Gust load analysis plays an important role in the design process of an aircraft. The medium fidelity aeroelastic analysis such as that by doublet-lattice method (DLM) offer an efficient way of computing aerodynamic loads regarding the gust. Although DLM offers efficient aeroelastic analysis, significant amount of the computational time will still be required when multi-parametric study is required. As a substitute, parametric model order reduction (pMOR) will be considered to alleviate the computational time along with sufficient accuracy. Here, to approximate the nonlinear full order model (FOM) successfully with a slowly decaying Kolmogorov n-width problem, nonlinear pMOR method is considered. More specifically, nonlinear pMOR method adopting generative machine learning methods, variational autoencoder (VAE) will be considered. In this research, results by nonlinear pMOR with multiple parameters will be presented for the prediction of the gust response. The nonlinear pMOR and prediction will be attempted by LSH-VAE [2]. LSH-VAE is capable of accurate pMOR even when dealing with a large FOM dataset with an aid of the deep hierarchical structure.
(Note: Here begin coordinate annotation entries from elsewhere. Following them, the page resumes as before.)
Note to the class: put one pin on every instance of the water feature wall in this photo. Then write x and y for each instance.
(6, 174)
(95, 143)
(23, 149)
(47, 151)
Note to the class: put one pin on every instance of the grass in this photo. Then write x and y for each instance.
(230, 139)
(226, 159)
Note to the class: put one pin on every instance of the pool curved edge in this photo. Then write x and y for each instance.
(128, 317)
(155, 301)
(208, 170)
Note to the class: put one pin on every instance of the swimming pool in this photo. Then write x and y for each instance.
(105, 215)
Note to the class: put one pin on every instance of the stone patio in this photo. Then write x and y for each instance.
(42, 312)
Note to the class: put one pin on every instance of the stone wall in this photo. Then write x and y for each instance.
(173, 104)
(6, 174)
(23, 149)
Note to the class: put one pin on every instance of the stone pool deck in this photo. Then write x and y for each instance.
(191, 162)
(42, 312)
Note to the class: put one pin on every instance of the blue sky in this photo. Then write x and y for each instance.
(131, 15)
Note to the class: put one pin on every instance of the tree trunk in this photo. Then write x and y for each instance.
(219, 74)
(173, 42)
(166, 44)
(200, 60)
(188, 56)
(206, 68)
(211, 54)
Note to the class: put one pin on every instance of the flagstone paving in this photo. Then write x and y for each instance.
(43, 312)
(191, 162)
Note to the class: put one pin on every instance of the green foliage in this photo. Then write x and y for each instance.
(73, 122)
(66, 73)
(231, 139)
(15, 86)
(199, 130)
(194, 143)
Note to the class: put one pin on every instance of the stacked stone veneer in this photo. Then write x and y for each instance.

The deep hierarchical structure, composed of the bidirectional encoder-decoder group, will be adopted to mitigate the loss of long-range correlation. The loss function of LSH-VAE consists of a hybrod weighted least squares and Kullback-Leibler divergence loss to improve performance. Subsequently, in the reduced-dimensional latent space, the target latent variable will be acquired by conducting spherically linear interpolation. The decoder network will be used to generate the interpolated object from the interpolated latent vector. The current scheme will be applied for a high altitude long endurance aircraft under a discrete gust. To perform pMOR, the gust amplitude and duration will be considered as the parameters. The FOM will be obtained using a DLM-based analysis, ZAERO, for 10 baseline parameters selected by Latin hypercube sampling. For the accuracy evaluation, an unanalyzed parameter will be selected. Interpolated structural responses such as the wing tip displacement and internal stresses will be compared to the results by the unanalyzed parameter. Then, the computational efficiency will be evaluated. Finally, the structural response that satisfies certain range of the flight condition will be sought by using LSH-VAE.